British television series

Transaction is a six-part British sitcom series created by and starring Jordan Gray and co-starring Nick Frost. It began broadcasting on ITV2 and ITVX on 24 June 2025.

==Premise==
Set in County Durham, a trans supermarket employee, hired for diversity purposes, turns into an egomaniac.

==Cast==
- Jordan Gray as Olivia ‘Liv’
- Nick Frost as Simon
- Doon Mackichan as Freida
- Thomas Gray as Tom
- Francesca Mills as Millie
- Kayla Meikle as Beefy Linda

==Production==
The series was first announced in 2022 and is based on a 2020 online series that Jordan Gray made for Comedy Central, although it does not repeat the original storylines and instead features all new material.
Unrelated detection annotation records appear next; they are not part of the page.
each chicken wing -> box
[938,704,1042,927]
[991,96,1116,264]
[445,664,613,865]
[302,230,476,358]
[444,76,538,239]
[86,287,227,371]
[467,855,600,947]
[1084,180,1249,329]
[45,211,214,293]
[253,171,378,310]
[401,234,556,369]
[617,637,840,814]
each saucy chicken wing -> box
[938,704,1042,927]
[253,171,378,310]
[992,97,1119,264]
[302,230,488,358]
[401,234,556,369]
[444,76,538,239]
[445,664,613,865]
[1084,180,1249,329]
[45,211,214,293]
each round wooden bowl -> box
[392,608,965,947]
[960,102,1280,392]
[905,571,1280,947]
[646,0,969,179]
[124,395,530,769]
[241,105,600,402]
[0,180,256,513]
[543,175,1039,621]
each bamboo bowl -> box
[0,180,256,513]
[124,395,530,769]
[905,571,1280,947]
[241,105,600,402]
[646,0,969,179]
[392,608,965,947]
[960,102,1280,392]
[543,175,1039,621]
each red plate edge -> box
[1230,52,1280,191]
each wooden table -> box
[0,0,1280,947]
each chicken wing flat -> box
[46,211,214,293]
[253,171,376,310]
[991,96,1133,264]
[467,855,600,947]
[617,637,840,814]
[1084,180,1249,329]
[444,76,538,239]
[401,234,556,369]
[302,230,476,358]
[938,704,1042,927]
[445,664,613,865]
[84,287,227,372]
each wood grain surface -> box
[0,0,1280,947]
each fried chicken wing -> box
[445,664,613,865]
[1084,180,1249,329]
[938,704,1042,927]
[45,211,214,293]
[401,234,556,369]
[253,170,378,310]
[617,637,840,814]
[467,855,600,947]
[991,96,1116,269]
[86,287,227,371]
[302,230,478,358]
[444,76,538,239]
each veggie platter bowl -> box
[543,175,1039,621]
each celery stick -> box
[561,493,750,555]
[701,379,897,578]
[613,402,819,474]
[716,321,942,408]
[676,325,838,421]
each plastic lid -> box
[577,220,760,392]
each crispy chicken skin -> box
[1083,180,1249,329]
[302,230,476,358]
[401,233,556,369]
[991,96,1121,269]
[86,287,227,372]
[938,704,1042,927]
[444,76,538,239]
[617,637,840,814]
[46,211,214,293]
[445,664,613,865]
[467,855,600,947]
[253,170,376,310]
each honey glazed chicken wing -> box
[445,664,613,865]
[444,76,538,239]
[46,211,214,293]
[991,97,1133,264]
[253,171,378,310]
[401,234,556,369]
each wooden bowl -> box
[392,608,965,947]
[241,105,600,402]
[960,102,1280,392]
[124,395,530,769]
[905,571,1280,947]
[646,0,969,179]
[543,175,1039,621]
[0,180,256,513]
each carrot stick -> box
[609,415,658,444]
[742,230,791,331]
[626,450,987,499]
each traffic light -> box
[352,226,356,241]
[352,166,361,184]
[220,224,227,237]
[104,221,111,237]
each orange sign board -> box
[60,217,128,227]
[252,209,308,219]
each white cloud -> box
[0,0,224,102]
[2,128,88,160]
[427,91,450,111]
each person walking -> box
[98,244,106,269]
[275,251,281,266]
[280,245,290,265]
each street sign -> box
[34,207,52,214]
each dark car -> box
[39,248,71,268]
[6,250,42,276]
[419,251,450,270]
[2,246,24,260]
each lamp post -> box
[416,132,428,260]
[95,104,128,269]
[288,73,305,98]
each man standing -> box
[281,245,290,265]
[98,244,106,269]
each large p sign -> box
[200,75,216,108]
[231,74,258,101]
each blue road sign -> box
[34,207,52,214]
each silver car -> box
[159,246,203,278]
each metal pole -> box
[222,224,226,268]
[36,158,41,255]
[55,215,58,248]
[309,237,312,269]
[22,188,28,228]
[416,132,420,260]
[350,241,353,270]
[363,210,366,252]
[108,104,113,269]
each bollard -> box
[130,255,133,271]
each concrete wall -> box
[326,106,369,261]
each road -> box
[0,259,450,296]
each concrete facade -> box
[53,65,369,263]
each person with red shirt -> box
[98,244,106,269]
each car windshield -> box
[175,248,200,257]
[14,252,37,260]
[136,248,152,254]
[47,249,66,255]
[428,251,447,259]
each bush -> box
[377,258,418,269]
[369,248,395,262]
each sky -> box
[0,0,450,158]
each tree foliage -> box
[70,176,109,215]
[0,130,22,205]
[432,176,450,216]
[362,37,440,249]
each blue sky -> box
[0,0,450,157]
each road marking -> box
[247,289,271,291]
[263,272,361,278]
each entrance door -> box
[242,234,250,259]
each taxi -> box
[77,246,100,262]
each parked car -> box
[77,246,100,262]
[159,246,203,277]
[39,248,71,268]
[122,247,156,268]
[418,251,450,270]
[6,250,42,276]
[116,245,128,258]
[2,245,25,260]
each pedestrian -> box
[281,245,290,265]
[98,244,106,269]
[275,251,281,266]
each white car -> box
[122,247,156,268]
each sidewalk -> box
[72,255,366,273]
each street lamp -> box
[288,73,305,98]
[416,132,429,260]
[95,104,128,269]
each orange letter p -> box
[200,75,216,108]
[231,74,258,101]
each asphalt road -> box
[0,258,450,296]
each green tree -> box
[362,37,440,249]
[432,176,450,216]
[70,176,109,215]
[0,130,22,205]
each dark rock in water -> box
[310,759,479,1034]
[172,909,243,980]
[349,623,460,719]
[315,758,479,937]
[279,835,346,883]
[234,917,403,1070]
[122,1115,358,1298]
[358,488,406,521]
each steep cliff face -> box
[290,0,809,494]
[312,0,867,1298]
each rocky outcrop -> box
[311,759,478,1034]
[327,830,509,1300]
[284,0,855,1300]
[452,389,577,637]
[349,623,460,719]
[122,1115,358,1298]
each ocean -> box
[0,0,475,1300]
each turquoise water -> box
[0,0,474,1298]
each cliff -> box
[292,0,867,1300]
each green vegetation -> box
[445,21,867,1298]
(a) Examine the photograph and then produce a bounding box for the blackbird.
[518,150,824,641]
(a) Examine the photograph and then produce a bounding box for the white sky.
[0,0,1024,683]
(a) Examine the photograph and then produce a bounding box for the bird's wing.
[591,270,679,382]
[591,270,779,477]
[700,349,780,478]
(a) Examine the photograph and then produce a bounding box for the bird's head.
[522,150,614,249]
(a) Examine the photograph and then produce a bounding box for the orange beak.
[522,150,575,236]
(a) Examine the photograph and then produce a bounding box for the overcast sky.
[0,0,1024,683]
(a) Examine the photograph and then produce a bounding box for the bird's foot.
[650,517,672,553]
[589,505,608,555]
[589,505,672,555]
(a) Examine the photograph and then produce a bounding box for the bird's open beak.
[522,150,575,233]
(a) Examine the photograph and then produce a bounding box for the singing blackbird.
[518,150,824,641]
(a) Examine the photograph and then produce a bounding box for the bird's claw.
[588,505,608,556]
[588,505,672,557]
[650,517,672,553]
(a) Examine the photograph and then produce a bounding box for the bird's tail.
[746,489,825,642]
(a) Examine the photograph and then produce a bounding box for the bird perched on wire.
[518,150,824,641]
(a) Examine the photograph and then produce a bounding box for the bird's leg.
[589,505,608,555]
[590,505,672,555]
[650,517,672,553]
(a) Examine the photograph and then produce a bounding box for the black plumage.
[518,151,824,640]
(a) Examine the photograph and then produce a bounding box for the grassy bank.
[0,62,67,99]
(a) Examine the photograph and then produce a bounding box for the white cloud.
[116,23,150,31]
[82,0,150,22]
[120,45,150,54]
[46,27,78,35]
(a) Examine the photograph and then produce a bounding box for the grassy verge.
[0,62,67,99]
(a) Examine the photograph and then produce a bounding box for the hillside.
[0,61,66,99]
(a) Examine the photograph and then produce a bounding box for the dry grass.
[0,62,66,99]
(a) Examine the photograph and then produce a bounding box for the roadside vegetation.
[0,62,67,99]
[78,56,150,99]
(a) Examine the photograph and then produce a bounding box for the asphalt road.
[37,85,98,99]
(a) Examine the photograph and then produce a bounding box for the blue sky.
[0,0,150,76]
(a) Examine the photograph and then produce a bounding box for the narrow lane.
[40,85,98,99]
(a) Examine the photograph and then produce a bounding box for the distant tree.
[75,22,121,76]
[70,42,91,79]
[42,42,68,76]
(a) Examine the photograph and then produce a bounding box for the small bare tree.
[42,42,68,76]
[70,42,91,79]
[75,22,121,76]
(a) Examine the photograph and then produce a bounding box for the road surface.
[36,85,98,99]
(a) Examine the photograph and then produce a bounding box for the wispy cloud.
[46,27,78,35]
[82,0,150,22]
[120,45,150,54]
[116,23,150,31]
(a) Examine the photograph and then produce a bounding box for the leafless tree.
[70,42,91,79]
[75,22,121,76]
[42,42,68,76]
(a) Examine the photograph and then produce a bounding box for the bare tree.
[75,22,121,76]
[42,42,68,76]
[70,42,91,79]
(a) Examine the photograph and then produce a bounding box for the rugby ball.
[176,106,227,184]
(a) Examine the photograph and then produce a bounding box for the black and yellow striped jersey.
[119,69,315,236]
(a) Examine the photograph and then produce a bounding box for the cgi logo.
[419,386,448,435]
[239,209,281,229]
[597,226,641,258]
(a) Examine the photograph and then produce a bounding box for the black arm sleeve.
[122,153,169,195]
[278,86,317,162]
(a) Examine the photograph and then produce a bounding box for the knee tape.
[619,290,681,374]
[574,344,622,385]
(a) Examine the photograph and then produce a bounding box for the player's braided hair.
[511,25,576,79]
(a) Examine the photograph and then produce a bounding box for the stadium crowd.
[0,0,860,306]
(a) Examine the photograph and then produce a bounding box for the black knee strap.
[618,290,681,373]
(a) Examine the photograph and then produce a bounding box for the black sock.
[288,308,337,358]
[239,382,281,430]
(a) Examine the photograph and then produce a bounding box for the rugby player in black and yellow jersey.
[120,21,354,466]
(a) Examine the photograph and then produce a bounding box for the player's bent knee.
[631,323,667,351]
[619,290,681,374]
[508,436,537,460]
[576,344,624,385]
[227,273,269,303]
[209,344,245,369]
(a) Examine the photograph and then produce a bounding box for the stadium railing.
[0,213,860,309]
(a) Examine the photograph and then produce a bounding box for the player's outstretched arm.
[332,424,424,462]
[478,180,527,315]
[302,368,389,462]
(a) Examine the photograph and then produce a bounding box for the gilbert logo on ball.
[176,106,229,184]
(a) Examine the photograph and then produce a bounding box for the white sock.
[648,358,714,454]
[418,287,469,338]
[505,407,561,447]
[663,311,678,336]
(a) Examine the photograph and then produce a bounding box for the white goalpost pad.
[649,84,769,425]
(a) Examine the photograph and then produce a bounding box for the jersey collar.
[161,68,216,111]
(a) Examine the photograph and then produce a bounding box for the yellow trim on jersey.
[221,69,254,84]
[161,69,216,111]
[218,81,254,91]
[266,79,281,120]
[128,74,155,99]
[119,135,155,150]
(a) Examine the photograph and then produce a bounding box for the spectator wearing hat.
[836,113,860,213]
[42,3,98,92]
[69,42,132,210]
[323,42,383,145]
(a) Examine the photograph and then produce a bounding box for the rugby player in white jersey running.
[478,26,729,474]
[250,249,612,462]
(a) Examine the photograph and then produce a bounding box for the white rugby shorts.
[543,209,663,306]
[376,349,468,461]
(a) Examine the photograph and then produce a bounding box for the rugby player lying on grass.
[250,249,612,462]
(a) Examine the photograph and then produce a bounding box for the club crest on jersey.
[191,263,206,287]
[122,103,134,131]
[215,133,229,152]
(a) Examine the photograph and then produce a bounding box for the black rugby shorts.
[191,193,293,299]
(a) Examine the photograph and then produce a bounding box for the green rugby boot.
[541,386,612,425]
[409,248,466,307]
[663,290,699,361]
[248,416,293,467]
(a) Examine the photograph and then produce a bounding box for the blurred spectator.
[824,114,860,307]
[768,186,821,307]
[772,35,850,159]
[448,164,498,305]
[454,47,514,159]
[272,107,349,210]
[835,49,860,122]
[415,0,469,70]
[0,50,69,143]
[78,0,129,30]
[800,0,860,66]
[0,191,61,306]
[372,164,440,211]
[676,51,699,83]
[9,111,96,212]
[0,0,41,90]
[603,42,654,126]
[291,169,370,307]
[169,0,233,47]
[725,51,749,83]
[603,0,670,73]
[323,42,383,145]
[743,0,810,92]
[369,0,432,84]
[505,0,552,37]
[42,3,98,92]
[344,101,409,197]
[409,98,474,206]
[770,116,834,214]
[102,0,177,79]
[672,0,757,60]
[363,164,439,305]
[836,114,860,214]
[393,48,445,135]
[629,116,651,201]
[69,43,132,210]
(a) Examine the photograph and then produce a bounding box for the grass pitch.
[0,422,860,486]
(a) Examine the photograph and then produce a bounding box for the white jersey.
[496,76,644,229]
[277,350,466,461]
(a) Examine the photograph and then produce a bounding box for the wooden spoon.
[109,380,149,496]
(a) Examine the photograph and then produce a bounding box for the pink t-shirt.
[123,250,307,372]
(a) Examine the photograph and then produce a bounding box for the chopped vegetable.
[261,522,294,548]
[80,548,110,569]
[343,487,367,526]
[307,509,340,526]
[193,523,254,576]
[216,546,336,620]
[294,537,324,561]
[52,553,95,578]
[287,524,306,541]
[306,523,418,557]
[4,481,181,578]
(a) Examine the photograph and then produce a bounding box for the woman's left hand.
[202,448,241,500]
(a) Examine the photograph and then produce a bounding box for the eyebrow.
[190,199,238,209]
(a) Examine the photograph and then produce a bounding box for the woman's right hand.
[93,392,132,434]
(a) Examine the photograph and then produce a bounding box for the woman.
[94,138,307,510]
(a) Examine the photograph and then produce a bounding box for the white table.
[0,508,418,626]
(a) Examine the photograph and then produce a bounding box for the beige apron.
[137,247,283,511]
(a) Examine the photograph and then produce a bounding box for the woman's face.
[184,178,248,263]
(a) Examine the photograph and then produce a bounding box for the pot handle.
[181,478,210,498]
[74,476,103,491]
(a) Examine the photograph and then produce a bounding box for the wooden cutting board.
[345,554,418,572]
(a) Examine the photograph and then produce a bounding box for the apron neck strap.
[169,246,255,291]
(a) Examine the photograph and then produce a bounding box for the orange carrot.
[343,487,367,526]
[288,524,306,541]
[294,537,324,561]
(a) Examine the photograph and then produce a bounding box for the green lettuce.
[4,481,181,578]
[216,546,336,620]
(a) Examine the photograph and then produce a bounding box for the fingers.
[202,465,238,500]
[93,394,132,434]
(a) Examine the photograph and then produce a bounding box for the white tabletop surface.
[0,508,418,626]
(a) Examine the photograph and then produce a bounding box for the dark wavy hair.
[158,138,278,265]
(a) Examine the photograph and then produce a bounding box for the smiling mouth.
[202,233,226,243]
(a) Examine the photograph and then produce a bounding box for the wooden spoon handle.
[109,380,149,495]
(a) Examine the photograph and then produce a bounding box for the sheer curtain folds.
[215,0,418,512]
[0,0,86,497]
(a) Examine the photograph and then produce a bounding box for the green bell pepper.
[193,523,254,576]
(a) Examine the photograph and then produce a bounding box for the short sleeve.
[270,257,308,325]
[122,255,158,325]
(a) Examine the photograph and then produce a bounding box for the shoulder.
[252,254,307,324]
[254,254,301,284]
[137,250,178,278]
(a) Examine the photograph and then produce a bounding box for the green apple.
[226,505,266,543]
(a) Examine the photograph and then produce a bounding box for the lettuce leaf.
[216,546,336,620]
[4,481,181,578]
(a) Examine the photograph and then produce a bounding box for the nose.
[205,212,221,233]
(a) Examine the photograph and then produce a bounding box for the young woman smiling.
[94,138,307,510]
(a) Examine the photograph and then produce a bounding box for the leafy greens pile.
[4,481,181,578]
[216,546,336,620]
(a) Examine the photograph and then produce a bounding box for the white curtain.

The six-part series was commissioned by ITVX and is a Big Talk Studios production. The series is written and created by Gray and the executive producers are Kenton Allen, Lucy Robinson, Jordan Gray, and Nick Frost, and the producer is Lara Singer. It is directed by Ollie Parsons. The series is produced in association with and will be distributed by ITV Studios.

The cast is led by Gray and Frost, alongside Doon Mackichan, Thomas Gray and Francesca Mills. Filming took place in late 2024 in Hartlepool.

===Accolades===
In March 2026, Gray was nominated for Comedy Performance – Female at the 2026 Royal Television Society Programme Awards.